First I printed with ‘evince’. ‘evince’ JUST WORKS for printing. I then printed in acroread, and it printed at right angles (90 degrees off) when landscape mode was selected. So the obvious (to me anyway) thing to try next is select ‘portrait’ mode and see what happens. When I did that it printed properly at landscape mode. So both evince and acroread work (where acroread needed that ‘trick’).
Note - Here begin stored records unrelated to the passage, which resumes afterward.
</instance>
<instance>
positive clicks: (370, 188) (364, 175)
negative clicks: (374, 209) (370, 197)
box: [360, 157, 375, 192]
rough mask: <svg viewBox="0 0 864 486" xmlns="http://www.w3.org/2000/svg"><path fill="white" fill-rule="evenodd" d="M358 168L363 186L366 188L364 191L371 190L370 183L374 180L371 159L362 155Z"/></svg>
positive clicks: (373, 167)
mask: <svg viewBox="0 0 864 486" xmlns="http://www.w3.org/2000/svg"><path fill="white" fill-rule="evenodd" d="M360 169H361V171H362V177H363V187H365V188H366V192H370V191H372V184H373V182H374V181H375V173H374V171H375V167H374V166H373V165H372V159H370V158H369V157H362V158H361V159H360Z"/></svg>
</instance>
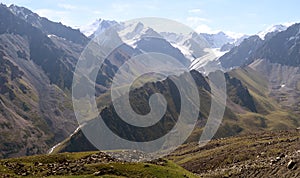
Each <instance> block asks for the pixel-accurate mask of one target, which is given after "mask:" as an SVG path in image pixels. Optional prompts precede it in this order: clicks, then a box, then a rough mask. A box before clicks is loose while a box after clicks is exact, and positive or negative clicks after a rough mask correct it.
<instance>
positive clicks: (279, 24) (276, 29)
mask: <svg viewBox="0 0 300 178" xmlns="http://www.w3.org/2000/svg"><path fill="white" fill-rule="evenodd" d="M287 28H288V26H287V25H282V24H279V25H273V26H269V27H268V28H267V29H265V30H263V31H260V32H259V33H258V34H257V35H258V36H259V37H260V38H261V39H263V40H264V39H265V36H266V35H267V34H268V33H271V32H281V31H284V30H286V29H287Z"/></svg>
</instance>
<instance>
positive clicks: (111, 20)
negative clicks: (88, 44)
mask: <svg viewBox="0 0 300 178" xmlns="http://www.w3.org/2000/svg"><path fill="white" fill-rule="evenodd" d="M117 24H118V22H116V21H114V20H104V19H97V20H96V21H95V22H93V23H91V24H89V25H86V26H82V27H80V31H81V32H82V33H83V34H84V35H86V36H91V35H93V34H95V33H101V32H103V31H104V30H106V29H108V28H110V27H111V26H113V25H117Z"/></svg>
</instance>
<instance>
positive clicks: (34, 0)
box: [0, 0, 300, 34]
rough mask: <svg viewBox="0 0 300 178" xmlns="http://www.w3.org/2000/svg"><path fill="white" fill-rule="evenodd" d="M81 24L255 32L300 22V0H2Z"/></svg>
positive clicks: (41, 12)
mask: <svg viewBox="0 0 300 178" xmlns="http://www.w3.org/2000/svg"><path fill="white" fill-rule="evenodd" d="M0 1H1V2H3V3H4V4H7V5H9V4H16V5H19V6H25V7H27V8H29V9H31V10H32V11H34V12H36V13H38V14H39V15H40V16H44V17H47V18H48V19H50V20H53V21H60V22H62V23H63V24H66V25H69V26H72V27H75V28H78V27H79V26H83V25H86V24H89V23H92V22H93V21H95V20H96V19H99V18H103V19H108V20H117V21H124V20H130V19H134V18H140V17H164V18H169V19H172V20H177V21H179V22H182V23H184V24H186V25H189V26H190V27H192V28H194V29H195V30H196V31H198V32H208V33H213V32H218V31H220V30H222V31H225V32H227V33H228V32H229V33H230V32H234V33H246V34H255V33H257V32H259V31H261V30H263V29H265V28H267V27H268V26H271V25H274V24H279V23H288V22H300V13H299V7H300V1H299V0H286V1H281V0H278V1H277V0H248V1H247V0H177V1H175V0H147V1H146V0H130V1H129V0H106V1H103V0H39V1H38V0H0Z"/></svg>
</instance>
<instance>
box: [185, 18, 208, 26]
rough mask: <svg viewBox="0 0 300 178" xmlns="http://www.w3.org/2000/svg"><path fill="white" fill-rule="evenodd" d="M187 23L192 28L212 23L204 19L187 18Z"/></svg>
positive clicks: (207, 19)
mask: <svg viewBox="0 0 300 178" xmlns="http://www.w3.org/2000/svg"><path fill="white" fill-rule="evenodd" d="M186 21H187V23H188V24H189V25H191V26H196V25H199V24H202V23H204V22H205V23H206V22H210V20H209V19H206V18H202V17H187V19H186Z"/></svg>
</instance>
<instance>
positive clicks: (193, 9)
mask: <svg viewBox="0 0 300 178" xmlns="http://www.w3.org/2000/svg"><path fill="white" fill-rule="evenodd" d="M188 12H189V13H191V14H192V13H202V10H201V9H190V10H189V11H188Z"/></svg>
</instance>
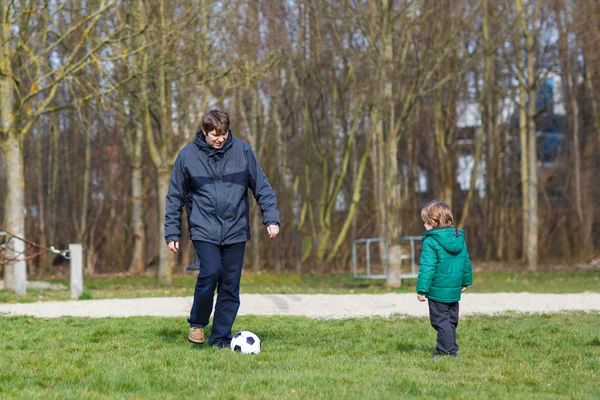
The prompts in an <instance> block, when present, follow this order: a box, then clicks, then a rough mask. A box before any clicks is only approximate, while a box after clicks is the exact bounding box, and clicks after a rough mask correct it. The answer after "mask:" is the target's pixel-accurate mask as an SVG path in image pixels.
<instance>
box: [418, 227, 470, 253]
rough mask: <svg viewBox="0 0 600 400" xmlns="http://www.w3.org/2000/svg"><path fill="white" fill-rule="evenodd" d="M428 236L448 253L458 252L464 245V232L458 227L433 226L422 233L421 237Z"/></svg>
mask: <svg viewBox="0 0 600 400" xmlns="http://www.w3.org/2000/svg"><path fill="white" fill-rule="evenodd" d="M428 236H431V237H432V238H433V239H434V240H435V241H436V242H438V243H439V245H440V246H442V248H443V249H444V250H446V251H447V252H448V253H450V254H458V253H460V252H461V251H462V249H463V248H464V247H465V232H464V231H463V230H462V229H459V228H454V227H447V228H433V229H430V230H428V231H427V232H425V233H424V234H423V239H425V238H426V237H428Z"/></svg>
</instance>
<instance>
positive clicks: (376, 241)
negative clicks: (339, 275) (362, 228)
mask: <svg viewBox="0 0 600 400" xmlns="http://www.w3.org/2000/svg"><path fill="white" fill-rule="evenodd" d="M398 239H399V240H401V241H409V242H410V256H406V257H402V259H403V260H410V273H406V274H400V278H403V279H411V278H417V276H418V272H417V263H416V260H415V259H416V257H415V241H417V240H418V241H420V240H422V237H421V236H400V237H399V238H398ZM381 242H383V259H382V265H383V273H382V274H372V273H371V252H370V245H371V243H381ZM359 243H365V246H366V265H365V268H366V274H364V275H362V274H359V272H358V259H357V256H356V245H357V244H359ZM352 266H353V272H354V279H387V275H388V246H387V243H386V242H385V241H384V240H383V238H365V239H357V240H355V241H354V242H353V243H352Z"/></svg>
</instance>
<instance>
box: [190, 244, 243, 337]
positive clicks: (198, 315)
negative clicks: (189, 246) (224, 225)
mask: <svg viewBox="0 0 600 400" xmlns="http://www.w3.org/2000/svg"><path fill="white" fill-rule="evenodd" d="M193 243H194V249H195V250H196V256H197V258H198V260H199V261H200V272H199V273H198V279H197V280H196V290H195V291H194V304H193V305H192V310H191V312H190V319H188V322H189V323H190V326H196V327H200V328H204V327H205V326H206V325H208V319H209V318H210V314H211V312H212V309H213V298H214V294H215V289H217V302H216V306H215V314H214V317H213V327H212V333H211V335H210V339H209V340H208V344H209V345H211V346H219V347H224V346H229V343H230V342H231V327H232V326H233V321H235V317H236V316H237V312H238V309H239V308H240V279H241V277H242V265H243V263H244V252H245V250H246V242H242V243H235V244H230V245H225V246H218V245H216V244H212V243H208V242H199V241H194V242H193Z"/></svg>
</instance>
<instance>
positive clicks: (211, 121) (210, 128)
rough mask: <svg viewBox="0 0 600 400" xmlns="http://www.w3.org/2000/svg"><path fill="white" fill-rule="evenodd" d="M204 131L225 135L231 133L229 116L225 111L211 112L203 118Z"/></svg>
mask: <svg viewBox="0 0 600 400" xmlns="http://www.w3.org/2000/svg"><path fill="white" fill-rule="evenodd" d="M202 129H204V132H205V133H209V132H212V131H217V134H219V135H224V134H226V133H227V132H229V115H228V114H227V113H226V112H225V111H221V110H210V111H207V112H206V113H204V115H203V116H202Z"/></svg>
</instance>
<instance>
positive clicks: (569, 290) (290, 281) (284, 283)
mask: <svg viewBox="0 0 600 400" xmlns="http://www.w3.org/2000/svg"><path fill="white" fill-rule="evenodd" d="M195 280H196V278H195V276H193V275H192V274H190V275H189V276H178V277H174V278H173V285H172V286H162V285H159V284H158V283H157V281H156V278H153V277H141V278H88V279H85V281H84V285H85V293H84V297H83V298H84V299H85V298H87V299H90V298H93V299H105V298H132V297H157V296H161V297H166V296H191V295H192V294H193V290H194V284H195ZM48 281H50V282H53V283H62V284H64V285H65V286H68V284H69V281H68V280H65V279H50V280H48ZM474 282H475V284H474V285H473V286H472V287H471V288H470V290H469V291H470V292H473V293H493V292H531V293H581V292H585V291H590V292H600V269H595V270H588V271H582V270H573V271H553V272H537V273H530V272H524V271H516V270H510V271H481V272H474ZM415 284H416V280H415V279H410V280H405V281H404V286H402V287H401V288H398V289H386V288H385V287H384V282H383V281H381V280H356V279H354V278H353V276H352V275H351V274H337V275H325V276H317V275H306V276H301V275H290V274H287V275H286V274H283V275H273V274H265V275H252V274H244V275H243V277H242V283H241V292H242V293H288V294H291V293H296V294H297V293H387V292H399V293H402V292H414V290H415ZM69 296H70V294H69V291H68V290H29V291H28V293H27V295H26V296H23V297H19V296H16V295H15V294H14V293H13V292H11V291H8V290H1V291H0V303H14V302H33V301H47V300H67V299H69V298H70V297H69Z"/></svg>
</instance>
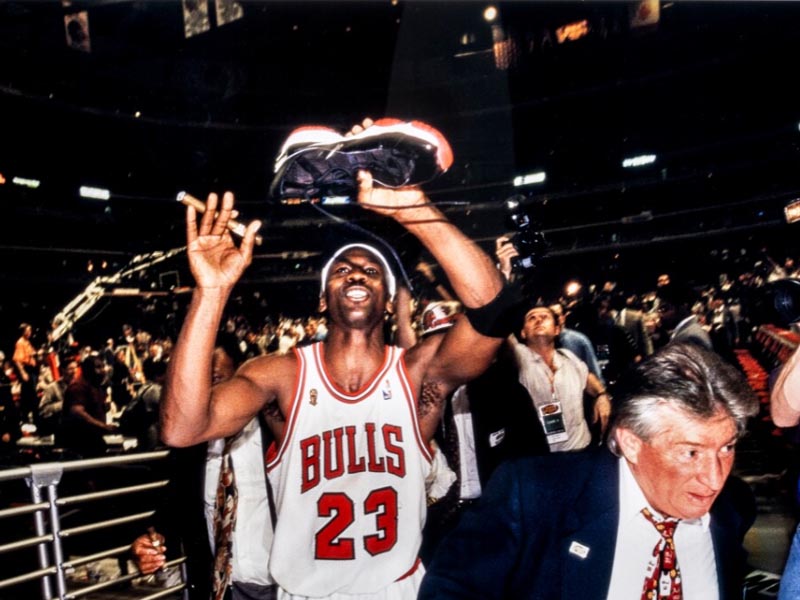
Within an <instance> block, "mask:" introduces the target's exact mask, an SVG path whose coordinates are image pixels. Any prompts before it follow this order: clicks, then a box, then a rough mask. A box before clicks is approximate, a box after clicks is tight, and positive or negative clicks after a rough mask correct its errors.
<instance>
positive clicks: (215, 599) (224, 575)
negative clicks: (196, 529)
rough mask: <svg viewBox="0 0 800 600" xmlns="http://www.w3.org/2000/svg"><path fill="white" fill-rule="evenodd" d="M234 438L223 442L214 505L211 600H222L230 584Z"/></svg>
mask: <svg viewBox="0 0 800 600" xmlns="http://www.w3.org/2000/svg"><path fill="white" fill-rule="evenodd" d="M235 437H236V436H232V437H230V438H228V439H227V440H225V448H224V449H223V450H222V463H221V465H220V470H219V482H218V483H217V498H216V501H215V502H214V582H213V583H214V600H222V598H223V597H224V596H225V590H226V589H227V587H228V586H229V585H230V583H231V569H232V568H233V565H232V558H233V529H234V527H235V526H236V504H237V503H238V501H239V493H238V491H237V490H236V477H235V475H234V473H233V462H232V461H231V445H232V443H233V440H234V439H235Z"/></svg>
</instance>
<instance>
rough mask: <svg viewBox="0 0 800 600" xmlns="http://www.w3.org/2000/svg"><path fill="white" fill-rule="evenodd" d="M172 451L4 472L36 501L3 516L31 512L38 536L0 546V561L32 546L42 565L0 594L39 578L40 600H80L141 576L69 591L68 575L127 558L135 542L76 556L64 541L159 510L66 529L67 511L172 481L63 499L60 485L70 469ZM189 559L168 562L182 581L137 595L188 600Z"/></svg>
mask: <svg viewBox="0 0 800 600" xmlns="http://www.w3.org/2000/svg"><path fill="white" fill-rule="evenodd" d="M168 455H169V451H168V450H163V451H156V452H147V453H139V454H127V455H120V456H113V457H106V458H93V459H86V460H77V461H69V462H47V463H40V464H32V465H28V466H25V467H18V468H12V469H6V470H2V471H0V483H3V482H13V481H15V480H24V481H25V483H26V484H27V485H28V487H29V488H30V497H31V502H30V503H29V504H21V505H20V506H13V507H9V508H5V509H2V510H0V520H2V519H7V518H12V517H24V516H26V515H32V517H33V525H34V530H35V534H36V535H33V536H30V537H26V538H23V539H18V540H14V541H10V542H7V543H5V544H0V561H2V555H4V554H6V553H10V552H15V551H18V550H22V549H25V548H31V547H35V548H36V556H37V560H38V568H37V569H34V570H31V571H28V572H26V573H22V574H19V575H15V576H13V577H9V578H6V579H2V580H0V592H2V591H3V590H5V589H7V588H12V587H13V586H18V585H20V584H23V583H26V582H31V581H35V580H37V579H38V580H40V586H41V598H42V599H43V600H53V599H55V598H58V600H75V599H78V598H83V597H85V596H88V595H89V594H93V593H97V592H101V591H102V590H106V589H110V588H115V587H120V586H121V585H122V584H125V583H128V582H132V581H133V580H134V579H137V578H141V577H142V574H141V573H138V572H137V573H133V574H121V575H120V576H119V577H116V578H113V579H110V580H108V581H102V582H98V583H95V584H93V585H81V586H80V587H77V588H76V589H69V583H70V582H69V581H68V577H67V574H69V573H73V572H74V571H75V569H76V568H78V567H81V566H85V565H88V564H90V563H94V562H96V561H100V560H103V559H106V558H112V557H117V558H118V560H119V559H120V557H124V556H125V554H126V553H127V552H128V551H129V550H130V545H131V543H132V542H133V540H132V539H131V540H130V541H128V543H127V544H125V545H121V546H116V547H112V548H107V549H105V550H101V551H99V552H95V553H92V554H89V555H86V556H80V557H75V558H72V559H70V558H69V557H67V556H65V552H64V544H63V541H64V540H68V539H69V538H72V537H74V536H79V535H81V534H84V533H88V532H93V531H105V530H107V529H109V528H112V527H116V526H118V525H123V524H128V523H134V522H137V521H144V520H146V519H149V518H150V517H152V516H153V514H154V513H155V510H147V511H143V512H136V513H132V514H126V515H122V516H115V517H113V518H109V519H103V520H98V521H94V522H90V523H85V524H81V525H76V526H73V527H65V528H62V509H65V508H68V507H75V506H76V505H79V504H85V503H89V502H94V501H98V500H107V499H109V498H114V497H120V496H127V495H130V494H137V493H141V492H147V491H154V490H157V489H161V488H164V487H165V486H166V485H167V484H168V483H169V481H168V480H166V479H165V480H159V481H153V482H148V483H142V484H138V485H128V486H123V487H117V488H111V489H106V490H102V491H97V492H88V493H82V494H75V495H72V496H64V497H59V495H58V486H59V483H61V478H62V475H63V474H64V473H67V472H85V471H89V470H91V469H97V468H102V467H118V466H120V465H128V464H133V463H143V462H148V461H155V460H163V459H164V458H166V457H167V456H168ZM185 560H186V558H185V557H184V556H181V557H179V558H177V559H175V560H171V561H168V562H167V563H166V564H165V565H164V569H171V568H173V567H177V568H179V569H180V572H181V582H180V583H179V584H176V585H171V586H169V587H164V588H161V589H158V590H156V591H154V590H152V589H150V590H147V589H144V588H143V593H145V594H148V595H142V596H136V597H137V598H138V599H139V600H156V599H157V598H167V597H173V598H177V597H179V596H178V593H179V592H182V596H181V597H182V598H184V600H185V599H187V598H188V593H187V591H186V571H185V568H184V563H185ZM73 587H74V586H73ZM126 597H132V596H126Z"/></svg>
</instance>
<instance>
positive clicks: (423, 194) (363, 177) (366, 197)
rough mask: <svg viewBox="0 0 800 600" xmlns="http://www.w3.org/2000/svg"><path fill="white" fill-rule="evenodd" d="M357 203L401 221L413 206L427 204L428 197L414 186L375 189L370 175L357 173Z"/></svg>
mask: <svg viewBox="0 0 800 600" xmlns="http://www.w3.org/2000/svg"><path fill="white" fill-rule="evenodd" d="M358 203H359V204H361V205H362V206H363V207H364V208H368V209H369V210H372V211H375V212H377V213H380V214H382V215H386V216H388V217H394V218H395V219H397V220H399V221H403V217H404V216H405V213H407V212H411V211H409V208H410V207H413V206H424V205H426V204H428V197H427V196H426V195H425V193H424V192H423V191H422V190H421V189H420V188H418V187H416V186H410V187H403V188H399V189H390V188H382V187H375V186H374V185H373V181H372V173H370V172H369V171H359V172H358Z"/></svg>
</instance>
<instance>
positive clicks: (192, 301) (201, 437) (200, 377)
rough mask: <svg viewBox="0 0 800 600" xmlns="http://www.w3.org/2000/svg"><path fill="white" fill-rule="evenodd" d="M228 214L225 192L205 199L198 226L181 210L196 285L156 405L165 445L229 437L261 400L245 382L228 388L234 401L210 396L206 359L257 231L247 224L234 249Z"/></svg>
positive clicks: (248, 254) (207, 365)
mask: <svg viewBox="0 0 800 600" xmlns="http://www.w3.org/2000/svg"><path fill="white" fill-rule="evenodd" d="M217 211H219V214H217ZM232 213H233V194H231V193H230V192H226V193H225V195H224V196H223V198H222V204H221V205H219V202H218V197H217V195H216V194H210V195H209V196H208V200H207V202H206V210H205V212H204V213H203V216H202V218H201V220H200V223H199V226H198V223H197V211H196V210H195V209H194V207H192V206H188V207H187V208H186V242H187V245H186V253H187V255H188V258H189V266H190V268H191V271H192V275H193V276H194V278H195V284H196V286H195V289H194V292H193V294H192V301H191V304H190V305H189V310H188V312H187V315H186V319H185V321H184V323H183V327H182V329H181V333H180V335H179V337H178V340H177V342H176V344H175V348H174V350H173V353H172V356H171V358H170V361H169V369H168V371H167V381H166V386H165V390H164V396H163V398H162V401H161V437H162V439H163V441H164V442H165V443H166V444H168V445H170V446H189V445H192V444H195V443H198V442H201V441H204V440H206V439H210V438H212V437H224V436H226V435H231V434H233V433H235V432H237V431H239V430H240V429H241V428H242V427H244V425H245V424H247V422H248V420H249V419H250V418H251V417H252V415H253V414H255V413H256V412H257V411H258V409H259V407H260V404H259V402H260V401H261V400H262V398H261V397H260V395H259V394H258V393H257V389H256V388H255V386H252V385H251V384H250V383H249V380H246V379H242V380H241V381H239V382H237V384H235V385H232V386H230V387H232V388H234V390H235V391H236V392H237V394H236V395H235V396H234V394H233V393H228V394H212V388H211V356H212V352H213V350H214V340H215V339H216V334H217V330H218V328H219V324H220V320H221V319H222V313H223V310H224V308H225V304H226V303H227V301H228V297H229V295H230V293H231V290H232V289H233V287H234V285H235V284H236V282H237V281H238V280H239V278H240V277H241V276H242V273H243V272H244V270H245V269H246V268H247V266H248V265H249V264H250V261H251V260H252V256H253V244H254V241H255V235H256V231H257V230H258V228H259V227H260V226H261V223H260V222H259V221H253V222H252V223H250V224H249V225H248V226H247V229H246V232H245V235H244V238H243V239H242V242H241V244H240V245H239V246H238V247H237V246H236V245H235V244H234V241H233V238H232V237H231V234H230V232H229V231H228V228H227V227H228V221H229V220H230V219H231V218H232ZM226 389H227V388H226ZM226 397H227V398H228V400H227V401H225V398H226Z"/></svg>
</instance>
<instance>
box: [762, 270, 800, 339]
mask: <svg viewBox="0 0 800 600" xmlns="http://www.w3.org/2000/svg"><path fill="white" fill-rule="evenodd" d="M759 301H760V302H758V306H757V309H758V310H757V312H758V313H760V315H759V316H760V320H761V321H762V322H764V323H773V324H775V325H778V326H780V327H784V328H788V327H791V326H792V325H793V324H795V323H798V322H800V280H798V279H793V278H786V279H778V280H776V281H773V282H770V283H768V284H767V285H765V286H764V288H763V291H762V293H761V297H760V298H759Z"/></svg>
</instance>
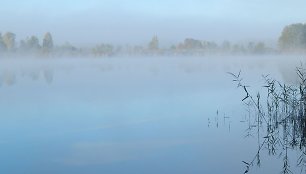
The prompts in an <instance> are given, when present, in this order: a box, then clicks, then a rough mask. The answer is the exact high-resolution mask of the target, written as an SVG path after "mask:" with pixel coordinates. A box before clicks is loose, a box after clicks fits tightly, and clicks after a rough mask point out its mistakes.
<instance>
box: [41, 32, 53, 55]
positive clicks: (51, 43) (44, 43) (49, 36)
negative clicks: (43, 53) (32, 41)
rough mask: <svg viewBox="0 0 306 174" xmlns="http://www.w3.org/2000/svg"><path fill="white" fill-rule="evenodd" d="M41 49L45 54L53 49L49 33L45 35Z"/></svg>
mask: <svg viewBox="0 0 306 174" xmlns="http://www.w3.org/2000/svg"><path fill="white" fill-rule="evenodd" d="M42 47H43V50H44V51H45V52H50V51H51V50H52V49H53V39H52V35H51V33H49V32H47V33H46V34H45V36H44V39H43V44H42Z"/></svg>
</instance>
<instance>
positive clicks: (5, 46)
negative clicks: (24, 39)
mask: <svg viewBox="0 0 306 174" xmlns="http://www.w3.org/2000/svg"><path fill="white" fill-rule="evenodd" d="M15 38H16V35H15V34H14V33H11V32H7V33H5V34H4V35H3V37H2V40H3V43H4V45H5V47H6V50H7V51H13V50H14V49H15Z"/></svg>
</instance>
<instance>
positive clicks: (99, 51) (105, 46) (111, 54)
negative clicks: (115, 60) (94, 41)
mask: <svg viewBox="0 0 306 174" xmlns="http://www.w3.org/2000/svg"><path fill="white" fill-rule="evenodd" d="M92 53H93V54H94V55H95V56H111V55H112V54H114V47H113V46H112V45H110V44H100V45H97V46H96V47H95V48H93V50H92Z"/></svg>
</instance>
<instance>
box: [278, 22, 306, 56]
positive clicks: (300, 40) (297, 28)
mask: <svg viewBox="0 0 306 174" xmlns="http://www.w3.org/2000/svg"><path fill="white" fill-rule="evenodd" d="M278 43H279V47H280V49H282V50H300V49H306V24H301V23H298V24H292V25H288V26H286V27H285V28H284V29H283V31H282V34H281V36H280V37H279V40H278Z"/></svg>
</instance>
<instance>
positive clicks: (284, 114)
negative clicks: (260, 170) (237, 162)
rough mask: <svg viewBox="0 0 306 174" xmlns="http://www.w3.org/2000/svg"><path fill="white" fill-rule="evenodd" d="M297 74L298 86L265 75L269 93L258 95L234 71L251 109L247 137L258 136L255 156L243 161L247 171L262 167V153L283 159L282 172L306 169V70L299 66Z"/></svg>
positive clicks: (302, 169) (283, 172)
Reference evince settings: I selected landscape mode, and it printed. Evince is in the OSS repository. … and that makes me think something … and apologies if you know this already, but when it comes to a subject that interestests you wrt an application, simply go to YaST > Software > Softwaremanagement > search and ensure ‘description’ is selected as a search filter criteria, and then type in the subject of interest, … ie ‘dvd’ or ‘player’ or ‘editor’ or ‘pdf’ … if you had typed in ‘pdf’ you would see that ‘evince’ is available from the OSS repository.